The spillway has been closed for almost 40 years. The last time it was opened was 1973. It holds the key to taking massive pressure off of the Mississippi River and diverting it to farms and the Atchafalaya Basin, causing frustration for people who live in those areas.

"The state has no control over that, but what we can do is get our people prepared," said Gov. Bobby Jindal. "Whether the corps opens the spillway or not, there's going to be water in the spillway."

According to Col. Ed Fleming with the US Army Corps of Engineers, the structure cannot open until the river reaches a threshold of 1.5 million cubic feet of water per second. Once that threshold is reached, half of the 125 gates of the spillway will be opened, funneling 300,000 cubic feet of water per second.

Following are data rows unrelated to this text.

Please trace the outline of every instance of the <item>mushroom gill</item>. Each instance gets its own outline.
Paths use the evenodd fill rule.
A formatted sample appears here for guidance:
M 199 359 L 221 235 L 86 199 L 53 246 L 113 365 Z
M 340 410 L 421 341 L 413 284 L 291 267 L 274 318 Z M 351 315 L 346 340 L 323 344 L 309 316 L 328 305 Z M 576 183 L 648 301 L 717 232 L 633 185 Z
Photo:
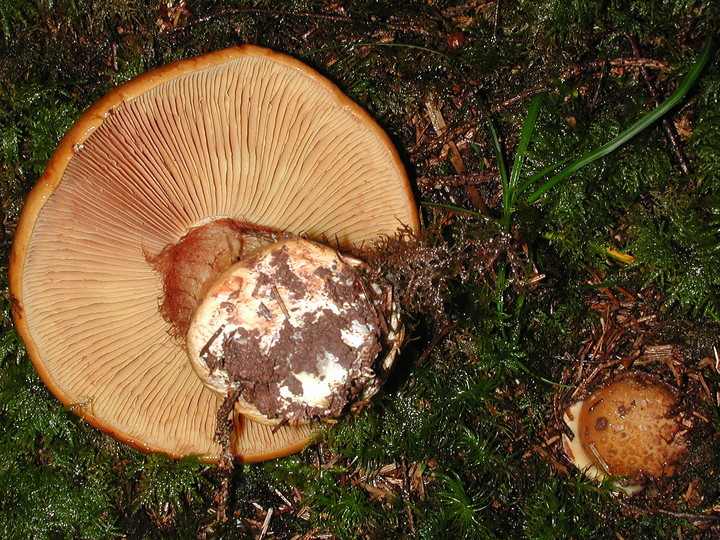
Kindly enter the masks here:
M 205 283 L 244 256 L 242 235 L 228 241 L 234 233 L 222 231 L 215 247 L 206 244 L 208 260 L 192 243 L 168 247 L 217 220 L 340 249 L 418 227 L 387 135 L 291 57 L 233 47 L 141 75 L 93 105 L 21 214 L 13 315 L 52 392 L 145 450 L 207 459 L 220 451 L 221 398 L 177 343 L 192 306 L 158 307 L 163 288 L 178 283 L 199 285 L 197 303 Z M 156 269 L 181 251 L 202 272 L 178 267 L 163 281 Z M 268 459 L 298 450 L 311 433 L 236 419 L 234 448 L 244 461 Z

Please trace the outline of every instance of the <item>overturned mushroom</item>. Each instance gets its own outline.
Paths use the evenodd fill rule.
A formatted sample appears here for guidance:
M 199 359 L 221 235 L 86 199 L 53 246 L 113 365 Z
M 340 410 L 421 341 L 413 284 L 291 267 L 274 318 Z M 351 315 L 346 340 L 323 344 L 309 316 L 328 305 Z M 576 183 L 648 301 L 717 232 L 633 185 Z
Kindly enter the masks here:
M 323 244 L 320 251 L 328 244 L 343 251 L 417 226 L 401 161 L 367 113 L 297 60 L 230 48 L 118 87 L 63 138 L 18 225 L 10 273 L 15 323 L 48 387 L 88 422 L 145 450 L 215 459 L 222 395 L 245 375 L 226 355 L 230 384 L 210 390 L 213 378 L 203 376 L 203 384 L 195 369 L 202 375 L 204 363 L 217 371 L 217 351 L 209 345 L 214 360 L 199 354 L 206 339 L 191 354 L 194 369 L 185 334 L 202 326 L 197 306 L 217 297 L 223 275 L 272 253 L 276 242 L 294 249 L 302 236 Z M 350 327 L 360 317 L 375 317 L 378 328 L 396 318 L 395 308 L 383 311 L 387 291 L 372 283 L 354 290 L 361 289 L 372 294 L 363 292 L 362 314 L 346 317 Z M 260 316 L 281 321 L 276 301 Z M 364 356 L 377 352 L 378 364 L 392 356 L 382 341 L 397 331 L 391 324 L 363 334 L 369 344 L 358 349 L 358 373 L 367 373 Z M 188 343 L 192 350 L 195 342 Z M 303 387 L 303 377 L 310 379 L 293 369 L 288 390 L 275 381 L 278 395 L 301 396 L 297 381 Z M 346 401 L 377 387 L 358 380 L 348 383 Z M 312 408 L 320 402 L 308 398 L 285 418 L 323 416 Z M 297 451 L 312 435 L 311 423 L 278 422 L 282 411 L 245 403 L 251 409 L 262 409 L 254 416 L 260 422 L 234 418 L 241 460 Z

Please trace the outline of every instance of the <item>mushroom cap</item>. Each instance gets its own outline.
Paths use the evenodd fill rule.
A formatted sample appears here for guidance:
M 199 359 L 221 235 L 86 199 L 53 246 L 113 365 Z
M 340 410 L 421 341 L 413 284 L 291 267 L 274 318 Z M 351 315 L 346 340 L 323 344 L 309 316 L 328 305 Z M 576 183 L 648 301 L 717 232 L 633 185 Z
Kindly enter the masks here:
M 340 248 L 418 228 L 387 135 L 286 55 L 233 47 L 148 72 L 98 101 L 28 196 L 10 290 L 50 390 L 138 448 L 209 460 L 220 452 L 219 398 L 171 338 L 147 254 L 223 217 Z M 240 424 L 235 450 L 246 462 L 297 451 L 312 435 L 309 425 Z
M 600 387 L 566 412 L 575 433 L 570 457 L 595 477 L 637 484 L 672 476 L 687 452 L 677 405 L 668 386 L 639 376 Z

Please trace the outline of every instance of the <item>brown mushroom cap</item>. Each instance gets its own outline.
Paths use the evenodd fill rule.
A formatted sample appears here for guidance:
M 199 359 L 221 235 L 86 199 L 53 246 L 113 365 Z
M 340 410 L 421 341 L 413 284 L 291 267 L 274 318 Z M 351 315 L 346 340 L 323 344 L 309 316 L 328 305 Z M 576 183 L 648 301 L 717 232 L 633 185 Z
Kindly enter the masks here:
M 219 398 L 171 338 L 146 256 L 224 217 L 341 248 L 418 227 L 387 135 L 288 56 L 230 48 L 148 72 L 97 102 L 21 214 L 13 313 L 52 392 L 136 447 L 207 459 L 220 451 Z M 235 451 L 270 459 L 311 433 L 243 419 Z
M 599 388 L 580 411 L 580 443 L 613 476 L 672 476 L 686 453 L 677 397 L 668 387 L 627 377 Z
M 566 441 L 566 452 L 591 477 L 627 477 L 629 491 L 648 479 L 673 476 L 687 454 L 677 405 L 675 393 L 660 382 L 617 379 L 566 411 L 575 435 Z

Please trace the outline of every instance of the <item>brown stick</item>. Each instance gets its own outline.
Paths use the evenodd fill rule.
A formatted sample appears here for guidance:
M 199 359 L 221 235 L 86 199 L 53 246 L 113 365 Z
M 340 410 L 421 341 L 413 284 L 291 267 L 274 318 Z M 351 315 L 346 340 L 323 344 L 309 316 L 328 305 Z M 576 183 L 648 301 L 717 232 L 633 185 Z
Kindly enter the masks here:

There will be a trickle-down effect. When the spillway opens, it will take just a day for water to reach Krotz Springs and in three days, the people of Morgan City will see it.

Right now, the Corps of Engineers says it will most likely open the structure, sometime between Saturday and Tuesday.

"We have asked, ideally, for five days notice. I've asked that from the general," Jindal added.

However, a five-day notice may not happen, which is why Sheriff Bud Torres is telling people in Pointe Coupee Parish not to wait.

The governor sent a letter to US Agriculture Secretary Tom Vilsack on Tuesday requesting federal aid for farmers who may be affected if and when the spillway opens.